Rules-wise it started out with GDW's then-new d10-based "house system" - it was really swingy and had a limited range of possibilities. For example, a difficult task is roll under half of your rating in that stat or skill. Considering the skill/stat range is 1-10 and that you're rolling a d10, you're looking at needing a 2-3-4 for most characters even if they're good at something! Outstanding success or failure was judged on being 4 over or 4 under - as you can imagine this was pretty hard to do on anything other than an easy check (double your skill or attribute). So to get an outstanding success on a difficult task you would have to have max skill (a 10), halved to 5, then roll a 1. It was pretty unforgiving. This is the same system that pretty much killed Twilight 2000 second edition.

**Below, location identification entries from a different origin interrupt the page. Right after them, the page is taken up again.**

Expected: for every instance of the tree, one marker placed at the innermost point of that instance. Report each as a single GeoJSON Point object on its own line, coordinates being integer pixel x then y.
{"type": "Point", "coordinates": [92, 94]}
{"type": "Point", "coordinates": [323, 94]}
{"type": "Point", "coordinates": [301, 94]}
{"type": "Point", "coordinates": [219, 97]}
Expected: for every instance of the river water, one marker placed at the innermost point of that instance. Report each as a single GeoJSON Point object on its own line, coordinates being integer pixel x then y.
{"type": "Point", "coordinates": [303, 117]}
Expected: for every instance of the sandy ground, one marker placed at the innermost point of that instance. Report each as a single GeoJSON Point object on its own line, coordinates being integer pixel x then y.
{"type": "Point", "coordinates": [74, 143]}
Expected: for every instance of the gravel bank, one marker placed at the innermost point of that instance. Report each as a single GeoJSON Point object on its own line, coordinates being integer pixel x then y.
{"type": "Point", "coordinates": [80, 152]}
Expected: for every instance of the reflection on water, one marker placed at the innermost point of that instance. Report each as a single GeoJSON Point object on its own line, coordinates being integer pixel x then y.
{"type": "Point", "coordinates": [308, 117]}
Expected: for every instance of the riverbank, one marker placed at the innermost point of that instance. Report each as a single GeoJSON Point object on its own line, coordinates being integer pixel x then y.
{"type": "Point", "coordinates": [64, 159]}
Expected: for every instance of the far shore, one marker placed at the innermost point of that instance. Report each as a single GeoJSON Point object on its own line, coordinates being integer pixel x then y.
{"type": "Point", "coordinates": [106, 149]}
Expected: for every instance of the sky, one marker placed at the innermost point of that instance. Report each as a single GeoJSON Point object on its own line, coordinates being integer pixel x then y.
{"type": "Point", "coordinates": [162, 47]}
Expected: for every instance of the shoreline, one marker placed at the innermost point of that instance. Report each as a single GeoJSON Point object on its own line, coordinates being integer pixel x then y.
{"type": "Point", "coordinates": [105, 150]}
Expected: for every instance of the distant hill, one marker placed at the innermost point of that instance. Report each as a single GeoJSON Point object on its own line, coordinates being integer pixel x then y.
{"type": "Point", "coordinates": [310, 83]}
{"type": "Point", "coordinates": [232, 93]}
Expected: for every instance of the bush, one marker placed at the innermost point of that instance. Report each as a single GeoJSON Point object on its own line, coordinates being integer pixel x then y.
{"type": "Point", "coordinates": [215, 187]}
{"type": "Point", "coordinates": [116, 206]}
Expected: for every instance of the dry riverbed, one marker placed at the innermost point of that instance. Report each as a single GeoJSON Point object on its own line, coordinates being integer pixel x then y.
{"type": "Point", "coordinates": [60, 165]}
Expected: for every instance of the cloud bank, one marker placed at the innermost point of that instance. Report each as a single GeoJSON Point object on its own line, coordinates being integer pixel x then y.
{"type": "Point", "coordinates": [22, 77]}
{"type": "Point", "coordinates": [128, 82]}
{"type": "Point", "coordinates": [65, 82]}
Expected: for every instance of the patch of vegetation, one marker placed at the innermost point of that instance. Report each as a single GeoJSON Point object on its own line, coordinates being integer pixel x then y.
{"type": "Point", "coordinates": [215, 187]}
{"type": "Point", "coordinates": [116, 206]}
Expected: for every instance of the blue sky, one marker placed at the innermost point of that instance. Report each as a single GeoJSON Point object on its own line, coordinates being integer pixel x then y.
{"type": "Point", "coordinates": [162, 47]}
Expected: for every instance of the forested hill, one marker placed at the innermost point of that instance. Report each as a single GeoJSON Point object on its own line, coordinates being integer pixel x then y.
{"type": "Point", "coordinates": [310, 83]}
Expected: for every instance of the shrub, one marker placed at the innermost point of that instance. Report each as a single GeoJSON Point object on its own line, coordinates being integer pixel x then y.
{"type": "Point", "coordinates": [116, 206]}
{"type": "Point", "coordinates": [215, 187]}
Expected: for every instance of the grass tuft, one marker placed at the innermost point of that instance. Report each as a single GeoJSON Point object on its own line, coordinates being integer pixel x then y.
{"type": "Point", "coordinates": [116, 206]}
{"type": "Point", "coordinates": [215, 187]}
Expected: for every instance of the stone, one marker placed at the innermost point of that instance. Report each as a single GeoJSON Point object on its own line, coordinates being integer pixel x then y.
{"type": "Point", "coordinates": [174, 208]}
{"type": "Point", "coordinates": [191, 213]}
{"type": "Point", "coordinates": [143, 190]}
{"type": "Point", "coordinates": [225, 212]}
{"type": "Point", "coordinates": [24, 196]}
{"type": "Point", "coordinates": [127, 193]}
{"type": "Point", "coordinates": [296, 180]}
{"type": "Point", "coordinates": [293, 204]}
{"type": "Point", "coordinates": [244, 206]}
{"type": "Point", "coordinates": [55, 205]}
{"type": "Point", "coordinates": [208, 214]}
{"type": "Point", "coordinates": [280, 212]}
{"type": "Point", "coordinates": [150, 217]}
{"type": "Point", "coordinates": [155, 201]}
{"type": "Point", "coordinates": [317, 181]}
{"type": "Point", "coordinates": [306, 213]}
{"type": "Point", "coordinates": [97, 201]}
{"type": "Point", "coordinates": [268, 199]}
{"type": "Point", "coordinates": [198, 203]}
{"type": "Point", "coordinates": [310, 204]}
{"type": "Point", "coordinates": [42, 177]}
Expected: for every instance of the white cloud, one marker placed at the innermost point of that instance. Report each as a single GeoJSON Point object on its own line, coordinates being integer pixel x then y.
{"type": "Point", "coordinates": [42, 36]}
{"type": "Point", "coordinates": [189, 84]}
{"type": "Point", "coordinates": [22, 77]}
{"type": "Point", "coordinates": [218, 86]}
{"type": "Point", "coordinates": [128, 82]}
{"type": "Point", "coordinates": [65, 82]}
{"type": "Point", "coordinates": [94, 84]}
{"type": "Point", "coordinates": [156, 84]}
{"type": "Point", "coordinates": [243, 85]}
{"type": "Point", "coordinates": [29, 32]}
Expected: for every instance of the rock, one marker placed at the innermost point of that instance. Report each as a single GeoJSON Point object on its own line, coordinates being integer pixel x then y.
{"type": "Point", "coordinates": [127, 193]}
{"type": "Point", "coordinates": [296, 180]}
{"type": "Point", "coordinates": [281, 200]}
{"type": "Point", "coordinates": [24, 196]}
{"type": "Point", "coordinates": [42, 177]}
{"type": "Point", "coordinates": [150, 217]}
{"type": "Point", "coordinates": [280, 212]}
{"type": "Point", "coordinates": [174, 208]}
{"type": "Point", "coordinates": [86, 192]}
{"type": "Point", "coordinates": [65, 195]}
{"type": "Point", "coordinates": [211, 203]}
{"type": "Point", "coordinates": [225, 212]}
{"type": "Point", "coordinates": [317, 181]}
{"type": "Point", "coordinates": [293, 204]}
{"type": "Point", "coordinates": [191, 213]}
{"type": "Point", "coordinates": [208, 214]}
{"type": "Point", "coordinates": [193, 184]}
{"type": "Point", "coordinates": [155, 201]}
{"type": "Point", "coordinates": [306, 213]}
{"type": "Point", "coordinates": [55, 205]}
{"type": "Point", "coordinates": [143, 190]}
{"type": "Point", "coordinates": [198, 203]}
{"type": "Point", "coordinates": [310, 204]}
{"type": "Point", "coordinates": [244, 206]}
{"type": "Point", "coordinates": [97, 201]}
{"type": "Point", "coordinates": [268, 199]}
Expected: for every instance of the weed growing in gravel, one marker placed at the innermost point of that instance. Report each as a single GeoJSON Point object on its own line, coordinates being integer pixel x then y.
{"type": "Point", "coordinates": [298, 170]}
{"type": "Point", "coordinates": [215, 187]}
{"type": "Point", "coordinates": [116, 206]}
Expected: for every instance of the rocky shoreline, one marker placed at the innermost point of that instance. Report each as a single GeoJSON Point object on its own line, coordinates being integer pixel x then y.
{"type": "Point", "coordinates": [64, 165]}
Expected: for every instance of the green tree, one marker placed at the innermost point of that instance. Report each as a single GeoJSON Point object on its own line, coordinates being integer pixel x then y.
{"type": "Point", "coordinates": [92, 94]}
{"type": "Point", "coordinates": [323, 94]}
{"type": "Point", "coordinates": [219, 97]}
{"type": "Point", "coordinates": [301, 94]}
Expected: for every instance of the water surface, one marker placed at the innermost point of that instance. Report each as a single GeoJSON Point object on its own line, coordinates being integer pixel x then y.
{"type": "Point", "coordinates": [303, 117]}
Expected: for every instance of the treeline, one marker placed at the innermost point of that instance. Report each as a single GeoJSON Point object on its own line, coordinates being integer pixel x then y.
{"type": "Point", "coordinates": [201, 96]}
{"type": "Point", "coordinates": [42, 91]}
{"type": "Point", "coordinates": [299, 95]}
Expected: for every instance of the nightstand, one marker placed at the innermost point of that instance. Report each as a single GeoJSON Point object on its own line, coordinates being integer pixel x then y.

They later came out with the "PC Booster Kit" which updated it to the newer d20 version of the GDW House System that was used in Traveller the New Era and while it was an improvement a lot of people I knew had already dropped the game.

The setting was one I really liked, and it was different enough to be interesting, and while I liked the "not easy mode" approach to the mechanics in theory in practice it was hard to sustain a campaign. I played it some and tired to run an ongoing game but even shifting the difficulty to "average = double skill" it just was not something my players enjoyed enough to keep going.

New mechanics and a new push might actually breathe some life into this one.